Fiona Marshall & Elisabeth Hildebrand
Cattle Before Crops: The Beginnings of Food Production in Africa
Journal of World Prehistory, Vol. 16, No. 2, June 2002. pp. 99-143
African patterns of early food production contrast with those in other parts of the globe in interesting ways. In Africa, domestic animals were present several thousand years before domestic plants, and the earliest food producers were mobile cattle herders. In other regions of the world, plants were domesticated first, animals were domesticated later, among settled, village-based communities (Grigson, 2000; Smith, 1998; see also Hole, 1996), and nomadic pastoralism emerged still later, as a specialized strategy complementing settled agriculture (Bar-Yosef and Khazanov, 1992). African cattle and some African cereals were domesticated in high-risk arid and semiarid environments, settings not consistent with current emphases on domestication in relatively resource-rich environments (Harris, 1996a; Price and Gebauer, 1995; Smith, 1998).

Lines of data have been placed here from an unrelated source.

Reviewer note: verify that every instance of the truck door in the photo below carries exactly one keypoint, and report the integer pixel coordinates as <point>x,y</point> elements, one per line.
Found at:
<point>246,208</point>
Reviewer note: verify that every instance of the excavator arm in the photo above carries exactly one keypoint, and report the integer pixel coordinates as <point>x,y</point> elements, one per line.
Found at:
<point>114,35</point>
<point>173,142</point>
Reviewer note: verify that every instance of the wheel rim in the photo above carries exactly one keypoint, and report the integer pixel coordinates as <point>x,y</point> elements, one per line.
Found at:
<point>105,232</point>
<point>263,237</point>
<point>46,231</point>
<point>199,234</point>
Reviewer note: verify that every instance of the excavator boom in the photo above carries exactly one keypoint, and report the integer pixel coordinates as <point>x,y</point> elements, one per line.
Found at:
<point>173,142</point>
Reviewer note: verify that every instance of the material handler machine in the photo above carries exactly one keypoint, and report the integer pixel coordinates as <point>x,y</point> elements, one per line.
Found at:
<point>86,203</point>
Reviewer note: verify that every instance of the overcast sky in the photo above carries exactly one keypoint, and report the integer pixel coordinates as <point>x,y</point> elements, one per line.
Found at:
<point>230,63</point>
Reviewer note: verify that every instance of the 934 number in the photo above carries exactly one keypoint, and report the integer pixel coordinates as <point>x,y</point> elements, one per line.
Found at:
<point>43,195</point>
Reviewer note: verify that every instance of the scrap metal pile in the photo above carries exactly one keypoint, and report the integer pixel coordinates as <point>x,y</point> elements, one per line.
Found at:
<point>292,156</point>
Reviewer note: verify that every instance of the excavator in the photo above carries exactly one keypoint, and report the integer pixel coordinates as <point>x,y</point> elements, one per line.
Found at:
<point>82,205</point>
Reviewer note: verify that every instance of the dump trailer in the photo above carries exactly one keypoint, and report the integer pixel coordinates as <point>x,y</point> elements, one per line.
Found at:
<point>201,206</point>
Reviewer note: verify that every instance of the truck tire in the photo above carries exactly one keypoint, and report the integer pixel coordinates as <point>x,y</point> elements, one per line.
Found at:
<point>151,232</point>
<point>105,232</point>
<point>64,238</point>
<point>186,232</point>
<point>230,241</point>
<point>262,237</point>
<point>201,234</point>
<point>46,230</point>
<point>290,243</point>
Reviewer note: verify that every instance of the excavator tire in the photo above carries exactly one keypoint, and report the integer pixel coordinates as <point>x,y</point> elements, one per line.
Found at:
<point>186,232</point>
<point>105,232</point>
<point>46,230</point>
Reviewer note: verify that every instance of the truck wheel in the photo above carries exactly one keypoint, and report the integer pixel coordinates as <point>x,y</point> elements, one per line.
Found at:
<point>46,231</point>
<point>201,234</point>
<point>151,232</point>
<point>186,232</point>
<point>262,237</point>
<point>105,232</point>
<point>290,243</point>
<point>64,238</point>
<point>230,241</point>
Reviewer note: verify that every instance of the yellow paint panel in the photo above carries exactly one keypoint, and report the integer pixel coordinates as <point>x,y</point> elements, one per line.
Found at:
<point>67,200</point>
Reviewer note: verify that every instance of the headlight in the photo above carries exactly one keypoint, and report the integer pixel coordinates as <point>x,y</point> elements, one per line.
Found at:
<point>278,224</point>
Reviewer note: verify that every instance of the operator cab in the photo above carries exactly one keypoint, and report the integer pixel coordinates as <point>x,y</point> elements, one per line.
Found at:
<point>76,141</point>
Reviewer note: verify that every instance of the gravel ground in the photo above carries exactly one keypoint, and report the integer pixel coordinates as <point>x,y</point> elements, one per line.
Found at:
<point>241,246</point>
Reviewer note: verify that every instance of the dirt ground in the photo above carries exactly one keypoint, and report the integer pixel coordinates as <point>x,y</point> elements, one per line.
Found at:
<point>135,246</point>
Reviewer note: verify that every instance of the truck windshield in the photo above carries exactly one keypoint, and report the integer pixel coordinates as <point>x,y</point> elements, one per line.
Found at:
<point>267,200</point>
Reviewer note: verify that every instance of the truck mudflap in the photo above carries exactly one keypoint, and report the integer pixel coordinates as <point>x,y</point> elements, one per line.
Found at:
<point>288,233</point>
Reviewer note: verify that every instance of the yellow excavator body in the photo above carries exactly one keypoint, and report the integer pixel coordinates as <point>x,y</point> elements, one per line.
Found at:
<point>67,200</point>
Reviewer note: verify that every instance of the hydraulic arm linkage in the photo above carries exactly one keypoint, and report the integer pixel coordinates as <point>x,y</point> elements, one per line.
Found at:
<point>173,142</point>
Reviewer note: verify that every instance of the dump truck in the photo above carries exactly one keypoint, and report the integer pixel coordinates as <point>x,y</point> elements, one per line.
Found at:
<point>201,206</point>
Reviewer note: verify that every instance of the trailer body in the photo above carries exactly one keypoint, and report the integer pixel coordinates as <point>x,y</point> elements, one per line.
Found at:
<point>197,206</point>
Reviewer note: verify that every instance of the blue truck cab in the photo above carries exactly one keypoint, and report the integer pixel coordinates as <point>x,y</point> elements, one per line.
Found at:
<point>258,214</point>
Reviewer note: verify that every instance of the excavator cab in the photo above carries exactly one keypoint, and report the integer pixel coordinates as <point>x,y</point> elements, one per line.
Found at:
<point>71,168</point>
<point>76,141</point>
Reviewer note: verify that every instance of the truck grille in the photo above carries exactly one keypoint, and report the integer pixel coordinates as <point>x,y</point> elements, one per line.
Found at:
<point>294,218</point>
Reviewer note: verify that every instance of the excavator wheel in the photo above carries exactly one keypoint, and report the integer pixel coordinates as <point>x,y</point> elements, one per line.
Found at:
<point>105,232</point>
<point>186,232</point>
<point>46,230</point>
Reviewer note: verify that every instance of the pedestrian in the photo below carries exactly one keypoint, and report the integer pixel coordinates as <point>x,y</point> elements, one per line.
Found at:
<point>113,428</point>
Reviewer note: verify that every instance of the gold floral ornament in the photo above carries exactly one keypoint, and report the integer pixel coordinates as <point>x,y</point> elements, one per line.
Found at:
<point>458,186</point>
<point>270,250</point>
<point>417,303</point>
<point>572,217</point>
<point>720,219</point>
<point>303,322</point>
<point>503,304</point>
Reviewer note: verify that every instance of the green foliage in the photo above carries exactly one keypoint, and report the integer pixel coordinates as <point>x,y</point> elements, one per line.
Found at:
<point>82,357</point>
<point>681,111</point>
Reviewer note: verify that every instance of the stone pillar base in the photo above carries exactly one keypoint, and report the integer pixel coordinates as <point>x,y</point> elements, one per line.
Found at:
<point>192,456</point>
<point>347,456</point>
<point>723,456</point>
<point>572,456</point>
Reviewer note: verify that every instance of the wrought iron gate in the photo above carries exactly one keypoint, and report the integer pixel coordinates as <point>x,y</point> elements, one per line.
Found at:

The desire to schedule consumption of resources can lead people to manipulate plants and animals, and may have prompted domestication of African cattle amid low and variable rainfall in the Sahara during the early Holocene. Herding did not develop in predictably abundant areas such as the Nile Valley, or in predictably harsh environments such as the late Pleistocene Sahara. Rather, it developed in marginal environments where predictable access to resources was important, and where mobile animals were less vulnerable than plants to localized, short-term droughts. Prerequisites for labor investment in herding included delayed-return strategies of hunting and gathering, and concepts of ownership.

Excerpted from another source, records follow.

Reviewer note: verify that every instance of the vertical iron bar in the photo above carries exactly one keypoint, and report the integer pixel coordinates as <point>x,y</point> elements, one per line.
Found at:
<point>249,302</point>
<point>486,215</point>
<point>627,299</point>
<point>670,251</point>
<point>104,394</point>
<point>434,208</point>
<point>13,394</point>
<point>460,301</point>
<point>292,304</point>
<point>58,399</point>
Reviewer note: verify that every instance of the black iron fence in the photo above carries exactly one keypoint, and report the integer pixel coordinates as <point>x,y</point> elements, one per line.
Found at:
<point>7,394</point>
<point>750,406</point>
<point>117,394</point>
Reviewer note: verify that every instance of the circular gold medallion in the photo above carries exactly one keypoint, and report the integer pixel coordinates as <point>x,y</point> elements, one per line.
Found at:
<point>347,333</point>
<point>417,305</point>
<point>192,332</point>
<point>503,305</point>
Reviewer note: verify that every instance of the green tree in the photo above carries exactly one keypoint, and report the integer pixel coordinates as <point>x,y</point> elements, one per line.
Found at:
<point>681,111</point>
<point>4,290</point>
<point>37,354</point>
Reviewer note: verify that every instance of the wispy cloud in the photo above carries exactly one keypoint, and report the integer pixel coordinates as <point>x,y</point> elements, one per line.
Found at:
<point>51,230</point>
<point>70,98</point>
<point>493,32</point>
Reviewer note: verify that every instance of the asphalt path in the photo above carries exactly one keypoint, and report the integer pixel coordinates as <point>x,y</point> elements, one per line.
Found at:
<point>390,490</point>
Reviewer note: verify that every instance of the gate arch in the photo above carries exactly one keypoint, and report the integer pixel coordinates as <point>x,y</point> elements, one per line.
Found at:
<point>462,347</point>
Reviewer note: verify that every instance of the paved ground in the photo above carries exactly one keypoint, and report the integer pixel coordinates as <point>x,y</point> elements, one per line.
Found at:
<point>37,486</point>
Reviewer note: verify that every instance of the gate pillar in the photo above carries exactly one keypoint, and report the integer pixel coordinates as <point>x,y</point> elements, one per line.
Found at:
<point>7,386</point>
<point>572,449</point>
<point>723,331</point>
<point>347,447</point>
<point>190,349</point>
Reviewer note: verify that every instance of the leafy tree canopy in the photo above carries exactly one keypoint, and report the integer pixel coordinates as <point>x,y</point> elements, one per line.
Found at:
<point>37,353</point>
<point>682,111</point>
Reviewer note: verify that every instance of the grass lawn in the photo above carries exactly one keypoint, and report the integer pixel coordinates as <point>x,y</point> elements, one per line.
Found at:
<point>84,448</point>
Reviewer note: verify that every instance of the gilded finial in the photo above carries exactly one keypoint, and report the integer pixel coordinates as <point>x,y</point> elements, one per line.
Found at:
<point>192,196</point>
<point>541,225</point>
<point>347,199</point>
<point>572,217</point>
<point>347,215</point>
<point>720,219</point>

As pastoralism spread across the Sahara and subsequent desiccation prompted herders to move south, adoption of food production was patchy despite the overall success of herding. This is largely due to spatial variation in the relative predictability of herding versus hunting and gathering. Difficult terrain impeded the spread of stock into some areas; elsewhere, cattle diseases made pastoralism a risky endeavor. Where herding became established, mobile use of the landscape by small pastoral populations left many local resources intact. Thus, in areas where wild resources were predictable, local groups could continue to hunt and gather well after the arrival of domesticates. Herding is more difficult to adopt than cultivation, especially among immediate-return hunter-gatherers, because of ownership and scheduling issues. All of these factors led to a distinctively African pattern of slow, patchy spread of food production. Other Old World agricultural complexes often competed more directly with local hunter-gatherer subsistence strategies, so that food production was adopted broadly along a rapidly moving frontier.

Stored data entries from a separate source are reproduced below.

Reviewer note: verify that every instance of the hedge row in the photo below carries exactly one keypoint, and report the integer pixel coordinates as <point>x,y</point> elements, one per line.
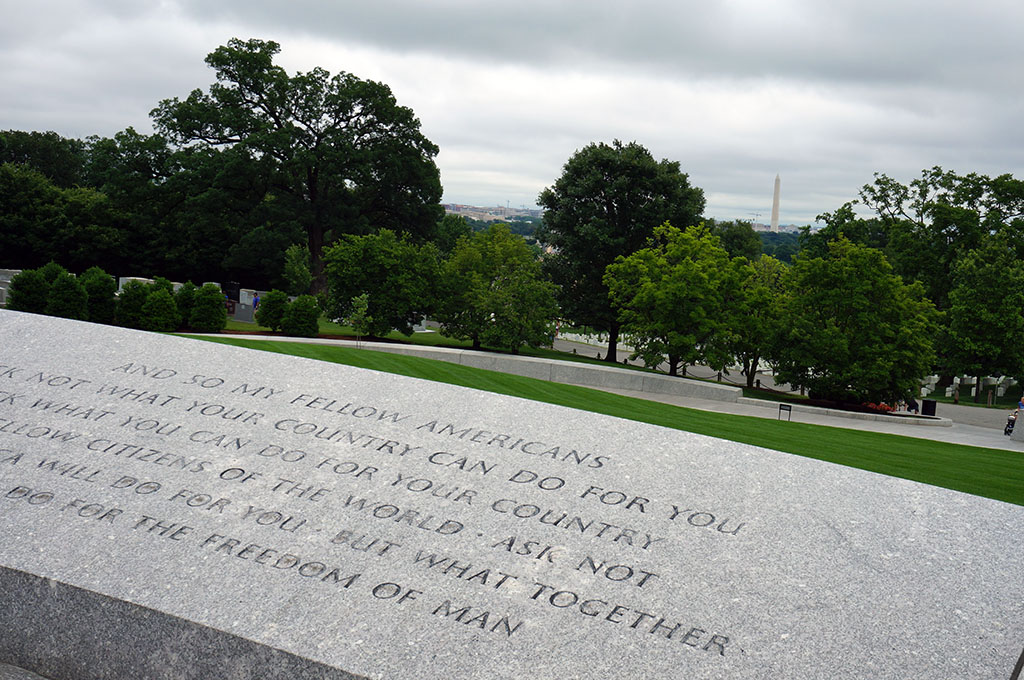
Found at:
<point>93,297</point>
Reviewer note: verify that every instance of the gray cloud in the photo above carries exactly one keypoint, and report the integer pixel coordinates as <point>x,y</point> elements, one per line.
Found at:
<point>824,93</point>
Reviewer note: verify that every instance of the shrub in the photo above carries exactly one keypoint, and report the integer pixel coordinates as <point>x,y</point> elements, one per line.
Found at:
<point>208,312</point>
<point>301,317</point>
<point>160,313</point>
<point>129,307</point>
<point>184,298</point>
<point>101,289</point>
<point>271,309</point>
<point>159,283</point>
<point>28,292</point>
<point>68,298</point>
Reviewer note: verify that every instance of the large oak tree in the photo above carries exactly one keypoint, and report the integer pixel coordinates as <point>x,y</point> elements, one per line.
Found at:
<point>606,204</point>
<point>341,152</point>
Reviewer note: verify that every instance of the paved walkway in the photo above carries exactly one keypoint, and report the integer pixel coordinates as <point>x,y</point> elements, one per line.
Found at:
<point>965,425</point>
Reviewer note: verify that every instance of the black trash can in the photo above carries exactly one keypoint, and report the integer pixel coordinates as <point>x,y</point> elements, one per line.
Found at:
<point>928,407</point>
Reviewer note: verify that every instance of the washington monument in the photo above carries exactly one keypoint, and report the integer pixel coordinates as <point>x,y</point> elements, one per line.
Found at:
<point>774,206</point>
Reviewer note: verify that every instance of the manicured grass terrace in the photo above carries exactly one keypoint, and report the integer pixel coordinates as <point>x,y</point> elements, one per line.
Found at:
<point>992,473</point>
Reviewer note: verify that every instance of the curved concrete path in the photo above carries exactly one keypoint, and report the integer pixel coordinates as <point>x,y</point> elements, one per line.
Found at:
<point>957,424</point>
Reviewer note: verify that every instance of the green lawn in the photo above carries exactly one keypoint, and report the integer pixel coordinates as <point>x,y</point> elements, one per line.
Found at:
<point>988,472</point>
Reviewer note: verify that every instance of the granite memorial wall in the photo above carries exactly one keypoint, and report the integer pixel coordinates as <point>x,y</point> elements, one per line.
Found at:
<point>176,508</point>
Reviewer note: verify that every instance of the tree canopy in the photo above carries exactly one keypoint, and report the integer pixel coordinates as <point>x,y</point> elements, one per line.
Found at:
<point>338,150</point>
<point>674,296</point>
<point>494,292</point>
<point>607,203</point>
<point>853,331</point>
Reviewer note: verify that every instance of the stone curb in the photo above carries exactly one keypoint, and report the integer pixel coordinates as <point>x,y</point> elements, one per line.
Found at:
<point>926,421</point>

The development of herding before mixed agriculture started Africans on a distinctive path of subsistence intensification. Mobility lightened selective pressure on local plant populations; harvesting practices and plant biology may also have delayed morphological change. Prolonged, intensive use of wild plants across the African continent led to a noncentric pattern of late domestication, and continued use of wild plants by foodproducing societies. In many early farming societies outside Africa, a complex of crops such as cereals, pulses, and livestock often spread as a package from a point-origin (Harlan, 1971; Harris, 1996b), and the importance of local wild resources diminished sharply once the suite of domesticates was established.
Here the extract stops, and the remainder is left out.